Everyone llikes to be called a Good Samaritan but have we really grasped what it means?  It is not just a call to perform ‘good deeds’ but to show a radical,  concern for the  traumatised in society regardless of race and religion, and to allow nothing, not money or inconvenience to come in the way of responding to his need.  The Samaritan was focussed on the person.  Whatever barriers existed between himself and the mugged and wounded Jew were irrelevant.  (Luke 10: 25-37)

 

Remember Jesus did not tell stories just to entertain.  He expected a response.  When a listener had grasped that differences mean nothing in face of suffering and need he said:

 

‘Go and do likewise.’  

Saturday 3 February 2024

Still Quarrying: Wheat And Weeds.

 There have been horrific acts of violence reported in the media in the past week not least the chemical assault on a mother and her children by Abdul Ezedi  granted asylum from Afghanistan by the British government.  Much has been made in the media that Ezedi’s third successful application for asylum was influenced by his conversion to Christianity.  In a radio interview Robert Jenerick, former Minister of State for Immigration, warned against spurious claims for asylum supported by ‘well well-meaning but naïve vicars and priests.’   

 

Phillip North, the Anglican Bishop of Blackburn, has responded to this by outlining the preparation that is required by anyone wishing to join the Church of England.  But of more significance was his argument that no matter how faithful someone might have been in their church attendance and their willingness to take vows of membership it is impossible to look into their souls to ascertain where they actually stand with Jesus Christ.  In the end the granting of asylum is the responsibility of government and not the Church.  

 

This is exactly what was going through my mind.  I am not the only minister who has seen people through preparation for membership, heard them take vows of membership before God and a congregation, only to see them disappear like the proverbial snow off a dyke, usually when the wedding or baptism has taken place, or the first flush of enthusiasm has died.  I never found it easy just to mentally shrug my shoulders with a some you win some you lose attitude.  Questions arise as to how we do things in the Church.  Have we reduced membership to the level of any other club or organisation when Jesus made it clear that discipleship involved first and foremost

Commitment to Him and the taking up of a cross?  

 

But it’s the Bishop’s point that stands.  We cannot look into people’s souls to ascertain where people stand with Jesus Christ.

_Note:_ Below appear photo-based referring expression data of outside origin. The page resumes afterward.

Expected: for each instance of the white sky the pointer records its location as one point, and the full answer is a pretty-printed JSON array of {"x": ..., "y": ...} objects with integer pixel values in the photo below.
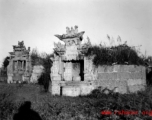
[{"x": 37, "y": 21}]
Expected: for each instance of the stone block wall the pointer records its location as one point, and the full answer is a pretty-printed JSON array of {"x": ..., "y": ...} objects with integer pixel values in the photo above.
[
  {"x": 119, "y": 78},
  {"x": 125, "y": 78}
]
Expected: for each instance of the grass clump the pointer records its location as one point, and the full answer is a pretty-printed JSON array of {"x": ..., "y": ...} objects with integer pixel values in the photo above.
[{"x": 121, "y": 54}]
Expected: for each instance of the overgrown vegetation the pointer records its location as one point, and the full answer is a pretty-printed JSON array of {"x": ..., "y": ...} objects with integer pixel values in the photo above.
[
  {"x": 122, "y": 54},
  {"x": 114, "y": 54},
  {"x": 76, "y": 108}
]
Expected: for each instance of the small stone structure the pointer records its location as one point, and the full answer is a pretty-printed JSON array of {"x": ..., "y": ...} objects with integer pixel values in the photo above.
[
  {"x": 71, "y": 69},
  {"x": 74, "y": 74},
  {"x": 19, "y": 68}
]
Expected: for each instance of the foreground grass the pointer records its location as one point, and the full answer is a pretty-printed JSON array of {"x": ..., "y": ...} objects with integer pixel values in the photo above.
[{"x": 89, "y": 107}]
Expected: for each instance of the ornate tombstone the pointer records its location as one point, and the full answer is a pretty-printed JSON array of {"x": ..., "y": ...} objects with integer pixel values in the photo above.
[
  {"x": 19, "y": 68},
  {"x": 70, "y": 68}
]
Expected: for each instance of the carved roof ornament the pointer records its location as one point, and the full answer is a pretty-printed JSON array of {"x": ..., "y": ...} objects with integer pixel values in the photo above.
[{"x": 71, "y": 33}]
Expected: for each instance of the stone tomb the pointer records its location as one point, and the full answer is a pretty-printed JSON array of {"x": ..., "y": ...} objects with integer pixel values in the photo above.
[
  {"x": 70, "y": 70},
  {"x": 19, "y": 68}
]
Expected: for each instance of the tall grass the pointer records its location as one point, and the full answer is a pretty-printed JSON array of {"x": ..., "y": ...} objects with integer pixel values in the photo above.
[
  {"x": 121, "y": 54},
  {"x": 77, "y": 108}
]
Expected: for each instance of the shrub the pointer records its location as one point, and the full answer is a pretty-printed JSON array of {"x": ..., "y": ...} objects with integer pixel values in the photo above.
[{"x": 121, "y": 54}]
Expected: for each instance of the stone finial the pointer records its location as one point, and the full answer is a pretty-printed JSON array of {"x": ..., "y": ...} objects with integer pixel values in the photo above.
[
  {"x": 72, "y": 31},
  {"x": 21, "y": 44},
  {"x": 76, "y": 29},
  {"x": 28, "y": 48},
  {"x": 67, "y": 30}
]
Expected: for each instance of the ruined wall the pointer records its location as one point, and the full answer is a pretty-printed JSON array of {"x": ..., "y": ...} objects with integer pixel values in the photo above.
[
  {"x": 36, "y": 73},
  {"x": 124, "y": 78}
]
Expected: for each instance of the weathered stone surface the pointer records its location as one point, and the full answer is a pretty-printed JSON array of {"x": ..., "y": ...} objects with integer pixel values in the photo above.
[
  {"x": 71, "y": 91},
  {"x": 76, "y": 75},
  {"x": 37, "y": 72},
  {"x": 135, "y": 88},
  {"x": 131, "y": 82},
  {"x": 9, "y": 78},
  {"x": 55, "y": 89},
  {"x": 19, "y": 63}
]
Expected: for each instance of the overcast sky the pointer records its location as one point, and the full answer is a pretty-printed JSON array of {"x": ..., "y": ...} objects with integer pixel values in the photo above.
[{"x": 37, "y": 21}]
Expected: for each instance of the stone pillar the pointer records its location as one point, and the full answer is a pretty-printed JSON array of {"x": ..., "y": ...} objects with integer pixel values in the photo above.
[
  {"x": 55, "y": 75},
  {"x": 17, "y": 65},
  {"x": 88, "y": 69},
  {"x": 68, "y": 71},
  {"x": 22, "y": 65}
]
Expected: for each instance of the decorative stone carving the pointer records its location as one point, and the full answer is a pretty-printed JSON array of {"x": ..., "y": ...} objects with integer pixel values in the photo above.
[
  {"x": 20, "y": 63},
  {"x": 37, "y": 72},
  {"x": 70, "y": 69}
]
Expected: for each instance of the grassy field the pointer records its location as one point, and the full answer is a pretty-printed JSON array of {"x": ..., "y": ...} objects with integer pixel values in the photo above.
[{"x": 91, "y": 107}]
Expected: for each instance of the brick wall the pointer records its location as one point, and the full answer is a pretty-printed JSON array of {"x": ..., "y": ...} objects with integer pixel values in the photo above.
[{"x": 124, "y": 78}]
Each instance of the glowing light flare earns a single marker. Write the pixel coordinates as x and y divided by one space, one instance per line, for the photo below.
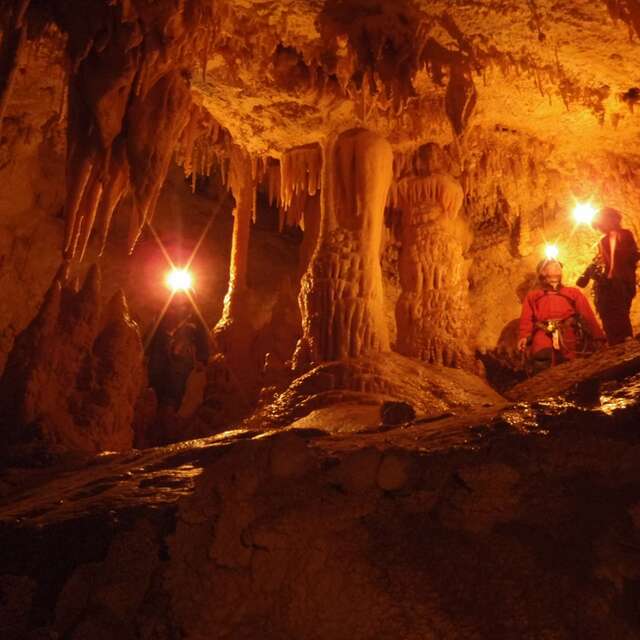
584 212
551 251
179 280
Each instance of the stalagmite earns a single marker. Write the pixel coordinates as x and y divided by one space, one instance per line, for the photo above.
341 295
432 312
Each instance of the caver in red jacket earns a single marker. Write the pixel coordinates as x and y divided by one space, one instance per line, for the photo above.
560 305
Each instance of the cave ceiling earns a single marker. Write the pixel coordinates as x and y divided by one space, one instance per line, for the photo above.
281 74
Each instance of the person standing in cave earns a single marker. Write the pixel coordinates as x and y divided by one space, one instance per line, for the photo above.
555 319
179 344
615 290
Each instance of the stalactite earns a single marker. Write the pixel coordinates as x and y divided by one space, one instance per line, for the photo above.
299 172
242 188
166 108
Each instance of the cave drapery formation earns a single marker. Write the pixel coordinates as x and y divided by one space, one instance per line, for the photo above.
363 190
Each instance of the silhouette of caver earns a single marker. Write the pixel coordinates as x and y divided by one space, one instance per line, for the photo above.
179 344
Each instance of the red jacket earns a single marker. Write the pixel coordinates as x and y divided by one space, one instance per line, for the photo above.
626 256
541 305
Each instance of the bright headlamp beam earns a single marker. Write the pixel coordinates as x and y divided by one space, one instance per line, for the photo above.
179 280
584 212
551 252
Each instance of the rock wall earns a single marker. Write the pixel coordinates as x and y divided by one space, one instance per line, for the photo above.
74 375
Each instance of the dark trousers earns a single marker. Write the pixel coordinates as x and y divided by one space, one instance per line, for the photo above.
613 303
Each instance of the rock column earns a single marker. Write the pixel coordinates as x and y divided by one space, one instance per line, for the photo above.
341 295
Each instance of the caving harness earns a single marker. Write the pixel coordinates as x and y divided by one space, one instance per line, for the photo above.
555 328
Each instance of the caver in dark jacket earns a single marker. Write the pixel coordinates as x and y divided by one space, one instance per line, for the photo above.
615 290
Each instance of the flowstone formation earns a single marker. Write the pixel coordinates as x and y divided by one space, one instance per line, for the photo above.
433 309
74 375
341 297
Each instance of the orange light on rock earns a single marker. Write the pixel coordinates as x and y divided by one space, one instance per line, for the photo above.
584 212
551 252
179 280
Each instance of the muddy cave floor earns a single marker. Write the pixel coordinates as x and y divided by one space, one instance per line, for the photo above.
559 457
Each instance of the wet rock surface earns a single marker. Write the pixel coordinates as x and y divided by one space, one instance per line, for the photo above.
511 522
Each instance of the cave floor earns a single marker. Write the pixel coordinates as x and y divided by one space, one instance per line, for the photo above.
155 478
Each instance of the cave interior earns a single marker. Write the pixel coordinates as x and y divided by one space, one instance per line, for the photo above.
262 264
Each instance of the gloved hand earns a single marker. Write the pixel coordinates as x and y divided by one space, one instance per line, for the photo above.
599 344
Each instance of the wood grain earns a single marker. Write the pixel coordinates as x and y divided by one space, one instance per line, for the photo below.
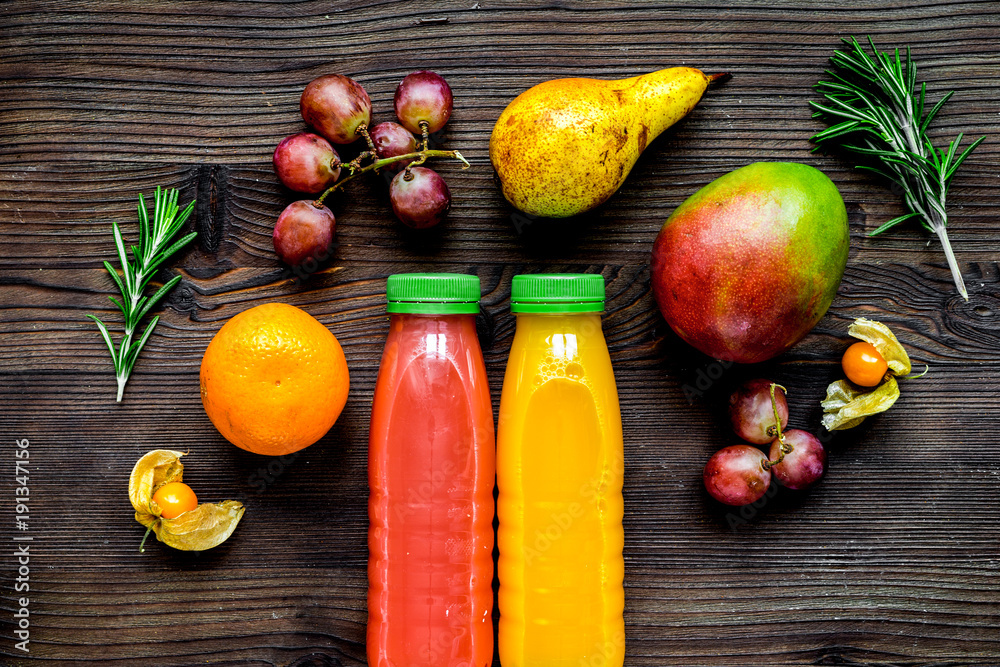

Jesus warns us against passing judgment on people’s eternal souls and taking precipitate action against those who may raise questions in our minds with regard to their commitment.  He told a story about a farmer who sowed wheat which an enemy tried to spoil by sowing weeds.  The farm hands wanted to pull up the weeds, but the farmer refused.  Even more damage could be done to the crop.  ‘Let both grow together until the harvest.’  (Matthew 13: 24-30)

 

That is a challenge to us all.  But as with many things, when we find ourselves reacting against others in the Church, how do we look from the perspective of eternity, in the eyes of the only One who looks into our depths?